(23 Oct 1995) Russian/Eng/Nat
President Yeltsin, after a summit meeting with President Clinton in New York, announced Monday that Russian troops will participate in the planned international peacekeeping force in Bosnia.
The two leaders addressed a joint news conference:
Boris Yeltsin, announcing agreement on Bosnia, poked fun at reporters who had forecast that the talks would end in failure:
SOUNDBITE:
"This is all due to you because coming from my statement yesterday in the United Nations, and if you looked at press reports, one could see that what you were writing was that today's meeting was going to be a disaster. Now for the first time I can tell you that YOU (the press) are a disaster."
SUPERCAPTION: President Yeltsin
SOUNDBITE:
"Make sure you get the right attribution there."
SUPER CAPTION: President Bill Clinton
Yeltsin confirmed that Russian troops would serve in Bosnia:
SOUNDBITE:
"We agreed today Russian armed forces will participate in these operations, but how they go about doing it is the affair of the military, it is not a question for us two presidents. We have done our tasks."

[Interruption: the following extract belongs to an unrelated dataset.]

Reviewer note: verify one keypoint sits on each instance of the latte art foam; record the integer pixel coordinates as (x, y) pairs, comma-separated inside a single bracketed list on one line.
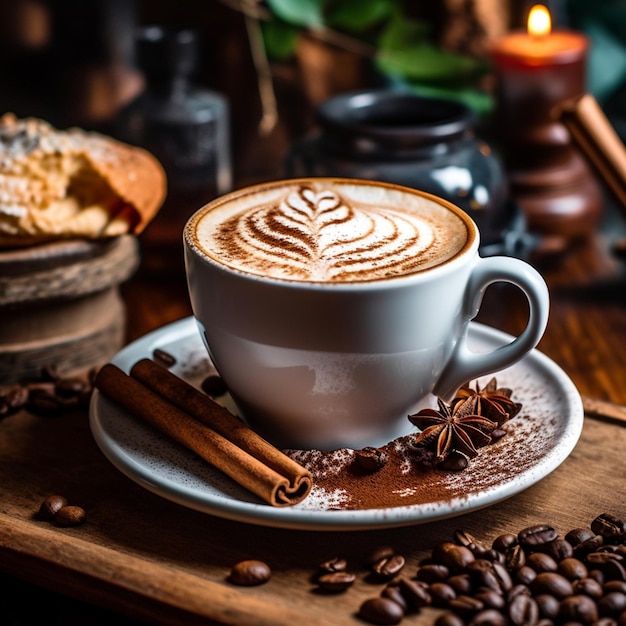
[(324, 233)]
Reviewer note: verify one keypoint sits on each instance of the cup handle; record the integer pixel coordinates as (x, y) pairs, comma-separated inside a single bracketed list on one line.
[(465, 365)]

SUPERCAPTION: President Boris Yeltsin
President Clinton stressed the need for the peacekeeping force to be effective:
SOUNDBITE:
"Our position is that we are going to have an operation that works. We want Russia to be involved in it. We made some progress today consistent with both of our objectives with neither side giving up the things that were most important to it. We made some progress today on that. And we recognize that some of the things that needed to be decided neither of us could in good conscience could decide without giving our military leaders a chance to work through that. So we agreed that this week our military leaders would keep working. That is all I can tell you. The more we say about it the worse it'll be. We are moving towards peace. We are moving towards peace. The first and most important thing is make peace in Bosnia. That has not been done yet. "
SUPER CAPTION: President Bill Clinton
The two leaders, who met at the former home of American wartime President Franklin D. Roosevelt, ended their press conference with an apparent show of unity on the Bosnian issue.